In connection with our determination of whether or not the award for damages is inadequate, and in accordance with the doctrine enunciated by the Supreme Court of Louisiana in Gaspard v. LeMaire, 245 La. 239, 158 So.2d 149, and subsequent cases, we have considered the amounts of awards granted or approved by appellate courts of this state with somewhat similar injuries in other cases of serious injuries in order to decide whether or not there has been an abuse of the "much discretion" given to the trier of fact by LSA-C.C. Art. 1934(3).
Spizer v. Dixie Brewing Co., La.App., 210 So.2d 528, and cases cited therein [see particularly, e.g., as to serious and permanent injuries].
We are of the opinion the award does reflect the serious, permanent injuries sustained by the minor and is not so inadequate as to constitute an abuse of that discretion by the jury.
For the reasons assigned, the judgment appealed from is affirmed.
Affirmed.
LEMMON, J., concurs with written reasons.
This case does not involve the controversial "unconscious last clear chance", in which an inattentive plaintiff is injured by an inattentive defendant who should have discovered plaintiff's peril (but did not). Jackson v. Cook, 189 La. 860, 181 So. 195 (1938); Restatement (Second), Torts § 479 (1965); see also denial of certiorari in Nixon v. Southern Rwy. Co., La., 293 So.2d 182 (1974).
This case is more properly one of "discovered peril", in which the plaintiff's dangerous action is actually discovered and appreciated by the defendant in time to avert the accident in the exercise of due diligence. In such a case defendant has a superior knowledge of the peril and a consequently greater ability to avoid the injury. Rottman v. Beverly, 183 La. 947, 165 So. 153 (1935).
The doctrine of discovered peril, which is based on the defendant' greater degree of fault (or, in other words, his comparative negligence), is actually a partial application of C.C. art. 2323. Unfortunately for the defendant in this case, Louisiana courts have only partially implemented C. C. art. 2323 by relieving a plaintiff under these circumstances of the consequences of his contributory negligence, rather than fully implementing the article by reducing the "damage . . . according to circumstances . . ."
My point is that full implementation of C.C. art. 2323 would not soley benefit either plaintiffs or defendants, but would serve the cause of justice.
The doctrine of last clear chance has been applied or rejected in numerous cases without much consistency of reasoning.

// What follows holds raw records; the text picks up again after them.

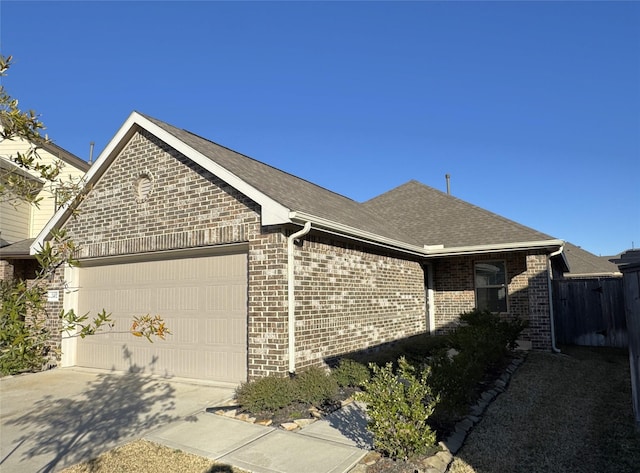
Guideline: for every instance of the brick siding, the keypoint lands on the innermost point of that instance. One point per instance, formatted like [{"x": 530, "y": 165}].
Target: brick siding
[
  {"x": 349, "y": 299},
  {"x": 527, "y": 299}
]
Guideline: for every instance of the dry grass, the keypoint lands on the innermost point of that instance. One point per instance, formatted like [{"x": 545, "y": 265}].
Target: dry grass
[
  {"x": 142, "y": 456},
  {"x": 561, "y": 413}
]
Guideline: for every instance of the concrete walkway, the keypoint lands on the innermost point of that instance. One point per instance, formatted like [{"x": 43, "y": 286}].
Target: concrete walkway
[
  {"x": 331, "y": 445},
  {"x": 58, "y": 418}
]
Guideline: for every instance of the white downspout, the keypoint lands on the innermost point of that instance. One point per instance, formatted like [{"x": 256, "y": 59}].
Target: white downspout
[
  {"x": 291, "y": 295},
  {"x": 551, "y": 317}
]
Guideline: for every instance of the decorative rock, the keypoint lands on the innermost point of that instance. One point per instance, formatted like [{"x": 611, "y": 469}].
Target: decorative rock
[
  {"x": 346, "y": 402},
  {"x": 303, "y": 422},
  {"x": 289, "y": 426},
  {"x": 488, "y": 396},
  {"x": 371, "y": 458},
  {"x": 446, "y": 457},
  {"x": 464, "y": 425},
  {"x": 246, "y": 418},
  {"x": 435, "y": 462},
  {"x": 359, "y": 468},
  {"x": 429, "y": 470},
  {"x": 473, "y": 419}
]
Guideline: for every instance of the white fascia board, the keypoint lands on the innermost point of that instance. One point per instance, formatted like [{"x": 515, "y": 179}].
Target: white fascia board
[
  {"x": 592, "y": 275},
  {"x": 272, "y": 213},
  {"x": 126, "y": 131},
  {"x": 430, "y": 250},
  {"x": 495, "y": 248},
  {"x": 361, "y": 235}
]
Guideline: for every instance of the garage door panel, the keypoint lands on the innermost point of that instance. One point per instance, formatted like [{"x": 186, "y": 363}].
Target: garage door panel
[{"x": 202, "y": 300}]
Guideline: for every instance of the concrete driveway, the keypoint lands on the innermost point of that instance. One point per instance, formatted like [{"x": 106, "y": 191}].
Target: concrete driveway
[{"x": 57, "y": 418}]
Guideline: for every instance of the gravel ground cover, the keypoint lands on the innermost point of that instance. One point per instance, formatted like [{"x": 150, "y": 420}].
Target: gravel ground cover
[
  {"x": 142, "y": 456},
  {"x": 561, "y": 413}
]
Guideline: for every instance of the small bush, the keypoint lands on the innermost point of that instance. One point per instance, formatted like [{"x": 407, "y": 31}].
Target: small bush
[
  {"x": 267, "y": 394},
  {"x": 350, "y": 373},
  {"x": 399, "y": 406},
  {"x": 482, "y": 341},
  {"x": 486, "y": 335},
  {"x": 23, "y": 343},
  {"x": 315, "y": 386}
]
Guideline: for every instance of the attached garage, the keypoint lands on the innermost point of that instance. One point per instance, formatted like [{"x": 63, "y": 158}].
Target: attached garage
[{"x": 202, "y": 299}]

In my opinion the doctrine is an irrationally conceived and inequitably applied stepchild of the common law marriage between contributory negligence and Louisiana tort law, designed to mitigate the harshness of contributory negligence. Today, doctrinal tort writers are almost unanimous in condemning contributory negligence, perhaps the only point of controversy being whether comparative negligence should be adopted by the courts or the legislature.
See 21 Vand.L.Rev. 889 (1968) for separate discussions of this problem by six distinguished tort scholars, Fleming James, Jr., Harry Kalven, Jr., Robert E. Keeton, Robert A. Leflar, Wex S. Malone and John W. Wade.
Codal authority for comparative negligence exists in Louisiana. Although early case law ignored C.C. art. 2323 and the error has been perpetrated, judicial interpretation of legislation is always subject to judicial correction. See concurring opinion in Broussard v. Heebe's Bakery, 263 La. 561, 268 So.2d 656 (1972).